UNDERSTANDING THE CONTINUUM OF CARE

Three out of four people over age 65 will need some form of long term care services during their lifetime. For the best outcome, it’s important to identify the most appropriate setting to serve the specific needs of each individual.

Facility-based care:

Skilled Nursing Facility- For those in need of round-the-clock comprehensive nursing care for chronic illness or short term rehabilitation. Licensed nurse required on premises 24 hours a day.

Subacute Care Facility - Often part of a skilled nursing facility to assist people with complex conditions, including tracheostomy care and patients on ventilators.

Institutes for Mental Health - Designated as “special treatment programs” within skilled nursing centers, these facilities provide extended treatment to adults with chronic mental health issues and provide skills to help them re-integrate back into the community.

Continuing Care Retirement Communities (CCRCs) - Three levels of care and services that include independent living, assisted living and skilled nursing care on one campus. Require an entrance fee upon admission and monthly payment for services covering the lifetime of a resident.

Both Facility and Community-Based Care

Memory Care - For people with Alzheimer’s, dementia and other cognitive conditions. Offered in board and care homes, in larger assisted living centers when there is a waiver and in some but not all skilled nursing centers depending on patient need.

Hospice - End of life care and family support for the terminally ill provided at home or in a facility se􀆫ng.

Home and Community-based care

Home Health Care - Short term care in the home for chronic or acute illness, usually following a hospital stay or facility discharge when skilled nursing or therapy interventions are necessary.
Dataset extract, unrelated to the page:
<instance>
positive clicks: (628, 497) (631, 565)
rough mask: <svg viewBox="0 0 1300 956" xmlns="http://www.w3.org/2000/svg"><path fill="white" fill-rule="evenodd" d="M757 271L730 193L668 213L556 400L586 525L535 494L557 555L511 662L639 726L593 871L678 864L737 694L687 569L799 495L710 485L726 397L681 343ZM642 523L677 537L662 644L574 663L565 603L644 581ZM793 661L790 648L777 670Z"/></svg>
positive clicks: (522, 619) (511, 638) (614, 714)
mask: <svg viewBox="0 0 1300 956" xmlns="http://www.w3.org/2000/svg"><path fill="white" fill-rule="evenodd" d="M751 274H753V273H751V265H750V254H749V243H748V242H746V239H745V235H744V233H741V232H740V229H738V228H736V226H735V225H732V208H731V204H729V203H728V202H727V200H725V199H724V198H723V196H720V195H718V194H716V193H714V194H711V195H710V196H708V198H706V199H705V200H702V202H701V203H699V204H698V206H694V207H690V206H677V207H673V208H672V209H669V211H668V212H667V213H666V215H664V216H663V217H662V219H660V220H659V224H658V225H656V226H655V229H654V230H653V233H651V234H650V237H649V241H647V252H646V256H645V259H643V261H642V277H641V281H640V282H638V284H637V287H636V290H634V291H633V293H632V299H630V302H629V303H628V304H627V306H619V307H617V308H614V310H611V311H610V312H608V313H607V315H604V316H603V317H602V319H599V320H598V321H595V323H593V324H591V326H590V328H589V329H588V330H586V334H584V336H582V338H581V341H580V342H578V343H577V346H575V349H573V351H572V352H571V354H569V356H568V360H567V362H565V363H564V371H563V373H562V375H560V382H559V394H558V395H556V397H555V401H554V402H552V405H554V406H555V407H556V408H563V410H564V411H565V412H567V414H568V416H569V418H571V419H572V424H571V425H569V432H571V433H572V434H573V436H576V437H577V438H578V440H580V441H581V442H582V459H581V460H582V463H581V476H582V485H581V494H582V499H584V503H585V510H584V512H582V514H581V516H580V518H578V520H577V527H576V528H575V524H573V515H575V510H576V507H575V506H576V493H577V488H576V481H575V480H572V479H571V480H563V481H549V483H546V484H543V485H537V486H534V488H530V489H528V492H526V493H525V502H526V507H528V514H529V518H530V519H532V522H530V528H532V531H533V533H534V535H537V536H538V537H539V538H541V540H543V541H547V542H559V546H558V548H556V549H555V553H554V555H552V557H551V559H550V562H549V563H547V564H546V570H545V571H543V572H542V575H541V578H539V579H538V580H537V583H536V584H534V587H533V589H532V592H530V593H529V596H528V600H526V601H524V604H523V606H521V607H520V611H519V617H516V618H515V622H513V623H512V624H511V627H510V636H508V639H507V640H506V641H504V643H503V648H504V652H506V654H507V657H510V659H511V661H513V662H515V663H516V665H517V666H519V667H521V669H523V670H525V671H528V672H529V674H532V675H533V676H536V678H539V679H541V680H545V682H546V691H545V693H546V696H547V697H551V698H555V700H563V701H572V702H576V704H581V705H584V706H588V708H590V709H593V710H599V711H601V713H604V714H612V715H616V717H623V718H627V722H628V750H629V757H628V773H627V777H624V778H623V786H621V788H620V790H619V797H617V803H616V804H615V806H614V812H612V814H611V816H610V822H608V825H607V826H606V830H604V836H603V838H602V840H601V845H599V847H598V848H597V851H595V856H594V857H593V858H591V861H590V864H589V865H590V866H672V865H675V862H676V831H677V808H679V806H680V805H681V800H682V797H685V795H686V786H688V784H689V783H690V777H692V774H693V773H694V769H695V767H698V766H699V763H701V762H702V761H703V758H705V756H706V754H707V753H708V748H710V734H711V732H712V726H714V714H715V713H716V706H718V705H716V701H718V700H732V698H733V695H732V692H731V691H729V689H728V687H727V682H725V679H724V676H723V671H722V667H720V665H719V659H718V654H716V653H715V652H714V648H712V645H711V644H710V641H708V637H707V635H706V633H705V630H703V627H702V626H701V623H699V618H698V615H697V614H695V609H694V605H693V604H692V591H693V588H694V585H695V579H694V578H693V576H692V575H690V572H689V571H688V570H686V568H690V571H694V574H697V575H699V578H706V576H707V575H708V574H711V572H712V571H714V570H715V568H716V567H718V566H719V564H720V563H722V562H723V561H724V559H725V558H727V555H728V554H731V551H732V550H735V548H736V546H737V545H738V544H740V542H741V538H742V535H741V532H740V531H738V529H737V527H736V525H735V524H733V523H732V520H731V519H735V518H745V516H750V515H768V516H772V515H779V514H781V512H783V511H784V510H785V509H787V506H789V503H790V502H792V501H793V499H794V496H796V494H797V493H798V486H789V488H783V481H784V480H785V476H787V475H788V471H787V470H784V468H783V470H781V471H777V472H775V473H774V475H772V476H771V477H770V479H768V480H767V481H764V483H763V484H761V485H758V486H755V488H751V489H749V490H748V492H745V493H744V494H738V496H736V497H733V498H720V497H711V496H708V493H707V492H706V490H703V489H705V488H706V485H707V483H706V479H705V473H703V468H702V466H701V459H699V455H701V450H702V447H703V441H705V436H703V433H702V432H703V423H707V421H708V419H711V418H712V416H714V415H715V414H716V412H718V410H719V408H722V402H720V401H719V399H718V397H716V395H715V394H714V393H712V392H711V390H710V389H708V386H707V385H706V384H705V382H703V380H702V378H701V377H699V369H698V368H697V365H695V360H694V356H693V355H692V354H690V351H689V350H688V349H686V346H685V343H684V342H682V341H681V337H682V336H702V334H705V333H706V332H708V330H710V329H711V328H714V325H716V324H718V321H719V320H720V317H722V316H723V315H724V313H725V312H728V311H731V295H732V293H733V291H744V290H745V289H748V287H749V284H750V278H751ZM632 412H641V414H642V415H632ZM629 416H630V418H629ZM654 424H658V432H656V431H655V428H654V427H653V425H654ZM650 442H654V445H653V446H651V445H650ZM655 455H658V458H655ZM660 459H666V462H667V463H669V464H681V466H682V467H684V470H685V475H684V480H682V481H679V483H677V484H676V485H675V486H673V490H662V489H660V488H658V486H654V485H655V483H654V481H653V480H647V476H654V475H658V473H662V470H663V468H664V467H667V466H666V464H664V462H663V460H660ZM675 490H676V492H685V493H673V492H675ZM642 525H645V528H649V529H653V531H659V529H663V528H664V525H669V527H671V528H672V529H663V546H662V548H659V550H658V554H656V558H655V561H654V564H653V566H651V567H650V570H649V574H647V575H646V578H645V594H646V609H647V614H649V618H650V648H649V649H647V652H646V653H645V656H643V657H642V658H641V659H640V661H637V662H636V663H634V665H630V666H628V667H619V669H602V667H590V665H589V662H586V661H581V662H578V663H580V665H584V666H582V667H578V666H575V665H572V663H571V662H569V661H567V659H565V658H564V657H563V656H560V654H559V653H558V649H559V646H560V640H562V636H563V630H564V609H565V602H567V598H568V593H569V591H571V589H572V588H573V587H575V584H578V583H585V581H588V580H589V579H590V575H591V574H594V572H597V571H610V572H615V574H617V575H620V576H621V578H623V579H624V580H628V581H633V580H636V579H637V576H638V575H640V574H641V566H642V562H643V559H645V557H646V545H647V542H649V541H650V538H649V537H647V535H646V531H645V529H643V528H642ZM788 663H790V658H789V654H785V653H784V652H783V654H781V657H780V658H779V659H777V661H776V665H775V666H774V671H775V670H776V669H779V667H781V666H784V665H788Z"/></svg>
Board and Care - Licensed as Residential Care Facilities for the Elderly (RCFE). Also known as assisted living facilities.  They provide personal assistance, meals and help with medication for those unable to live alone but not in need of 24-hour nursing care. Generally small 4-6 bed homes in the community with shared rooms.

Home Care - Privately funded, non-medical home support for household needs and personal assistance for elderly and people with physical disabilities to help them remain at home with additional support. Also publicly funded by Medi-Cal through the In Home Support Services program.

Adult Day Health Care - Mostly in community centers, providing care, companionship and basic health-related services for older adults who would benefit from services or who may need supervision during the day.